Capítulo siete

Observé cómo el cielo nocturno se agitaba en la parte trasera de su armadura, como si todo el universo se esforzara por reflejar su extraordinaria determinación. Caminaba unos pasos detrás, siendo un observador de esta enigmática presencia. Su estatura, imponente sobre mí, exigía atención—su físico esculpido con fuerza y poder, cada fibra de su ser un testimonio de su letal destreza.

Con la sigilosidad de una pantera, se movía, sus pasos envueltos en secreto. Emanaba un aura de misterio de otro mundo, sus movimientos una exquisita danza entre lo etéreo y lo mortal. ¿Cómo algo tan aterrador podía ser tan hermoso?

—Lamento lo de antes —mi voz rompió el silencio, un débil intento de reparar la frágil tensión que persistía entre nosotros. Su casco se giró ligeramente, mis ojos encontrándose con la mirada oculta debajo—. Sobre mencionar la piel de tu muñeca, no tenía intención de avergonzarte.

Una risa suave recorrió su ser, un rico tapiz tejido con hilos de sombra y luz de luna. —Bueno, técnicamente tienes menos de veinte años, aún eres un niño.

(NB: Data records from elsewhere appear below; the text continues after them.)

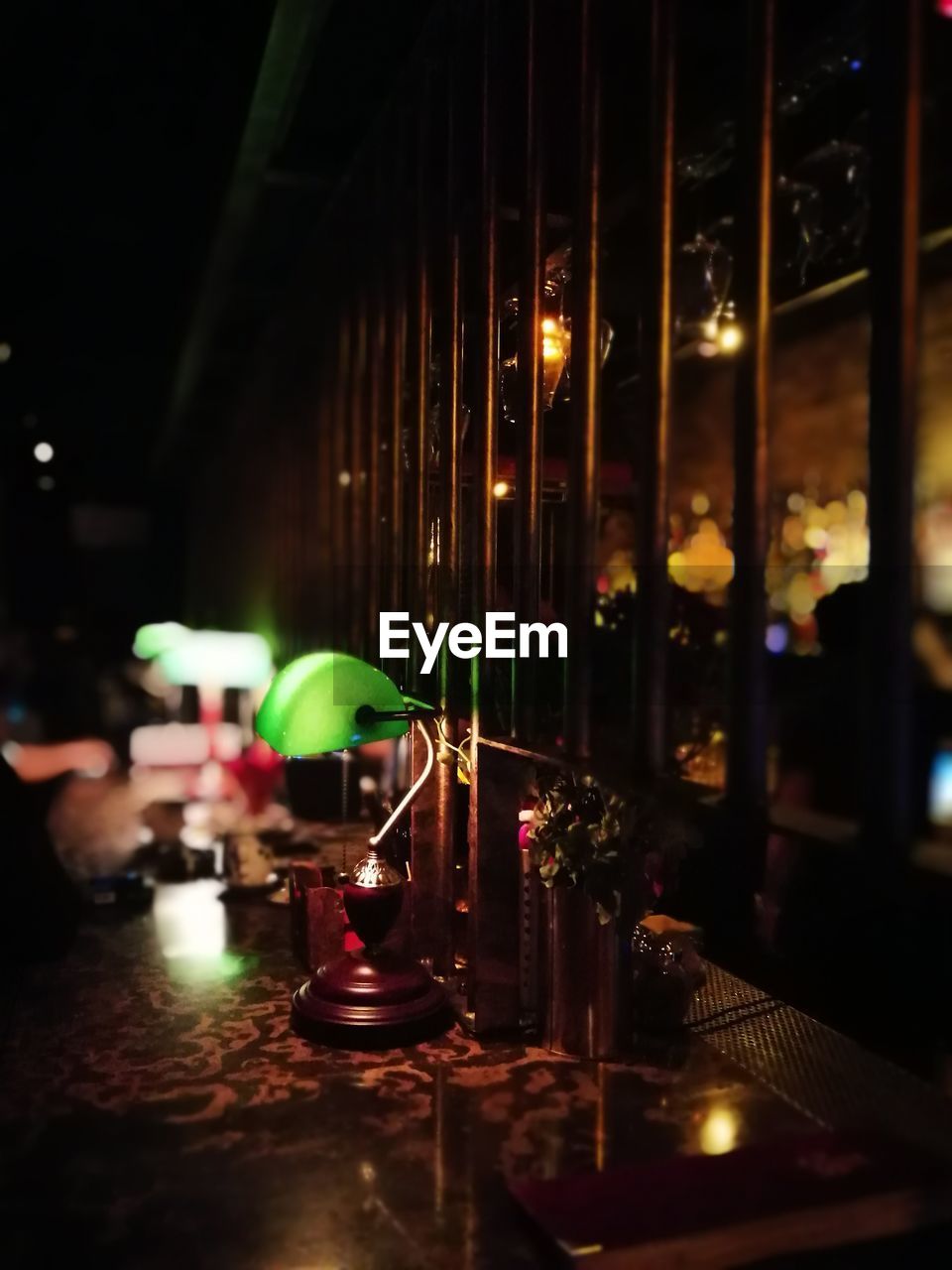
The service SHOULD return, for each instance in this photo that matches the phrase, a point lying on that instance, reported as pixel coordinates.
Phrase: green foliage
(624, 851)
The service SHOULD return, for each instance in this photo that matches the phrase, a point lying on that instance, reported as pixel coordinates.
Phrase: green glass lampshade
(312, 705)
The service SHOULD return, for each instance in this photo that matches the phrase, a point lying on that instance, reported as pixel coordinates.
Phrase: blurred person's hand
(89, 756)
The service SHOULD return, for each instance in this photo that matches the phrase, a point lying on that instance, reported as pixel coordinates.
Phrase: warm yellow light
(730, 338)
(719, 1132)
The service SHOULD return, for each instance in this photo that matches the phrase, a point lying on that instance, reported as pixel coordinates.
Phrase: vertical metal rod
(449, 326)
(652, 642)
(449, 403)
(377, 347)
(419, 408)
(529, 461)
(322, 495)
(395, 593)
(895, 64)
(488, 365)
(340, 520)
(747, 735)
(587, 372)
(357, 563)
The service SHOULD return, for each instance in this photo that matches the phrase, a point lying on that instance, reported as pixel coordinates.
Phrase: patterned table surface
(157, 1110)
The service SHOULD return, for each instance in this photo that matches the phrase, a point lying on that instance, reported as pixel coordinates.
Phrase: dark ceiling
(163, 159)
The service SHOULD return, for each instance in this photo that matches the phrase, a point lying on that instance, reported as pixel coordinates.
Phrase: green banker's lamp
(329, 701)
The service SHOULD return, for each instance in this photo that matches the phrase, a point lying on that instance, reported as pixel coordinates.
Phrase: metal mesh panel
(824, 1075)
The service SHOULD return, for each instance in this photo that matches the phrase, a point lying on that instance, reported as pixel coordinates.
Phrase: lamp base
(371, 998)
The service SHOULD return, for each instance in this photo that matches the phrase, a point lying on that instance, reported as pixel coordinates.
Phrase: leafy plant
(622, 851)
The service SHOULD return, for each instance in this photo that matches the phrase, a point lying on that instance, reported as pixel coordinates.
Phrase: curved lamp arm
(412, 793)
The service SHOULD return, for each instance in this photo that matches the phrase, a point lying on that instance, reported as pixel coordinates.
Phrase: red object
(258, 772)
(372, 996)
(785, 1196)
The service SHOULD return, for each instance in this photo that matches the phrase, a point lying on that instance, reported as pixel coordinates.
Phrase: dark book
(787, 1196)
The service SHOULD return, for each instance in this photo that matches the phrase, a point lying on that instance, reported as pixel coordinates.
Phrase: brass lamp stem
(411, 794)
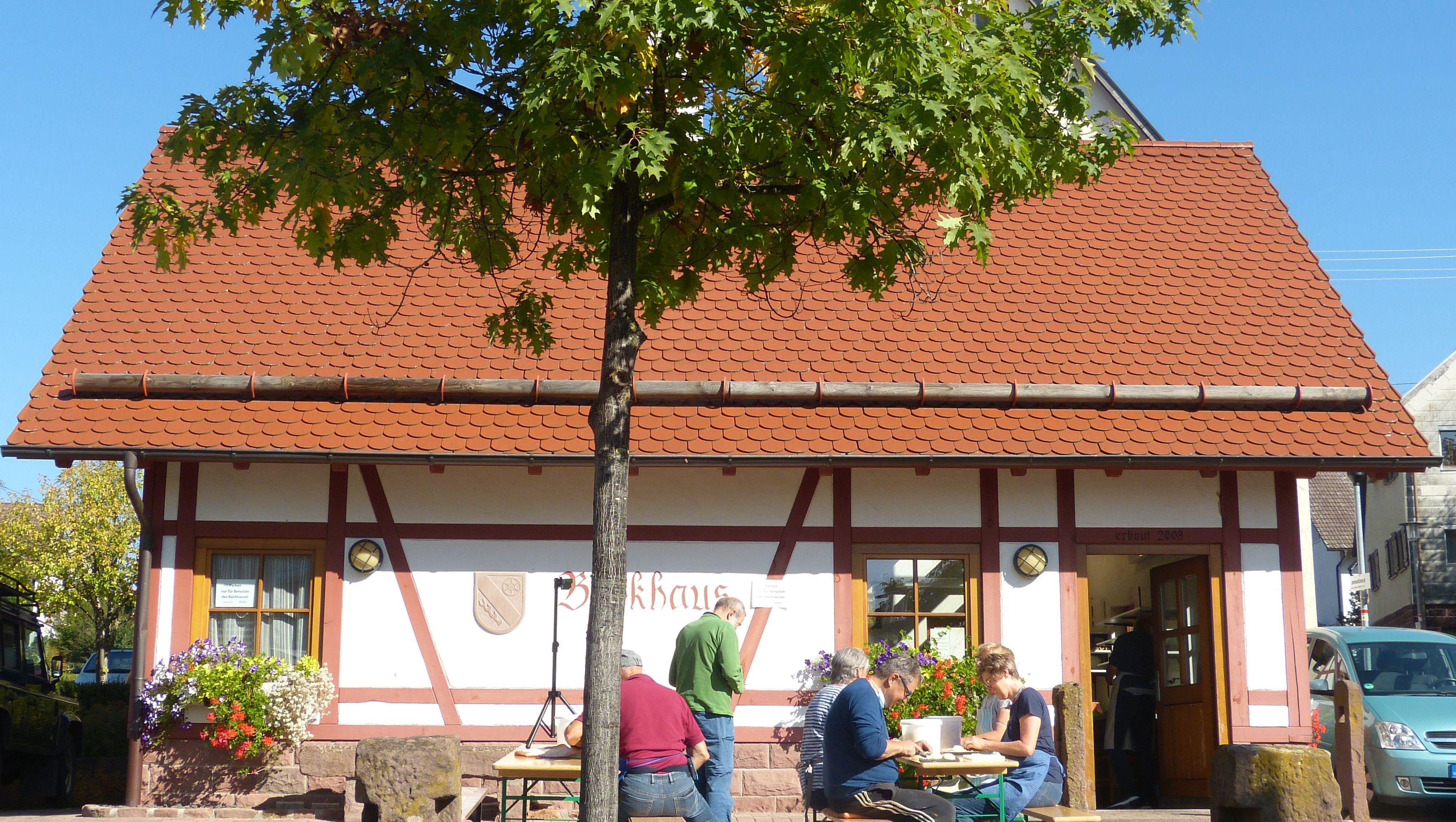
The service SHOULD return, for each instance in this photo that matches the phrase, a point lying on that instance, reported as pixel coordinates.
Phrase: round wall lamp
(366, 555)
(1030, 561)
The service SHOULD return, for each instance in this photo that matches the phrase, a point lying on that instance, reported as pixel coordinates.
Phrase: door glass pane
(1173, 662)
(945, 635)
(241, 625)
(943, 586)
(890, 629)
(235, 581)
(284, 636)
(1195, 659)
(890, 586)
(1190, 601)
(1170, 606)
(286, 581)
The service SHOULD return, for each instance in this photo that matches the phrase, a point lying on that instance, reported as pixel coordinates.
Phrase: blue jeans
(661, 795)
(716, 777)
(1027, 786)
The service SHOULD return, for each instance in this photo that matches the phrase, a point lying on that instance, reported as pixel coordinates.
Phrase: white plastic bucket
(922, 730)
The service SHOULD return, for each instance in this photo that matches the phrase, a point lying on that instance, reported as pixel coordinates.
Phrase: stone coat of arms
(500, 600)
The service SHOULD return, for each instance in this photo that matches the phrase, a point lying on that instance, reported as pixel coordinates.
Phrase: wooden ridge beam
(720, 393)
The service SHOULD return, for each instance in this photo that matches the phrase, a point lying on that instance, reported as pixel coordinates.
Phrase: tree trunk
(612, 428)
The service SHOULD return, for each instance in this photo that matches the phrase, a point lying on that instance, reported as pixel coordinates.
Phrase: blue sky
(1347, 104)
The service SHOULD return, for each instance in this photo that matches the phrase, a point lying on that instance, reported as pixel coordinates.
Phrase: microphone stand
(554, 696)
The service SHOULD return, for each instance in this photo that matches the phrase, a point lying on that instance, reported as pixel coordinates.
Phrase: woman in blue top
(1037, 782)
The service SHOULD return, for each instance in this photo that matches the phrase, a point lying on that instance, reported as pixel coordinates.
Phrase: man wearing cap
(660, 750)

Según el Credo, tienes derecho a presenciar cualquier parte de mi cuerpo.

¿Insinuaba que estaba considerando actuar sobre la carga eléctrica que hervía entre nosotros? Las palabras quemaron mis mejillas, y luché por enmascarar mi reacción. —Entonces, por supuesto —aventuré con una fachada casual—, deberías seguir tu propio consejo.

—¿Hm?

—Deshazte de tu armadura, nada, abraza la libertad de la isla —propuse, mis palabras cargadas de implicaciones que se extendían mucho más allá de su superficie. Incluso desnudo, si así lo deseaba.

La diversión danzaba en su forma, un destello fugaz de alegría. —No estoy aquí de vacaciones. —De repente, su tono cambió, una nueva seriedad se apoderó de su voz—. Se avecina una tormenta. Una poderosa.

Mi corazón aceleró su ritmo. —¿Nos iremos del planeta? —pregunté mientras nos acercábamos a la nave, las olas chocando contra la orilla en un crescendo de tumulto.

El Kaimari no movió la mirada de su casco de la distante orilla. —Es demasiado tarde para eso —entonó con una finalidad tajante, como si fuera la verdad más simple. Su atención se desplazó a la lejana extensión de nubes turbulentas, el aire cargado de anticipación—. Este planeta es uno de... tormentas eléctricas, no quería asustarte —una nota frágil de vulnerabilidad teñía sus palabras, un raro vistazo detrás de su armadura—. Pero la acumulación de carga atmosférica ha estado escalando durante algún tiempo. He estado rastreando la trayectoria de las nubes.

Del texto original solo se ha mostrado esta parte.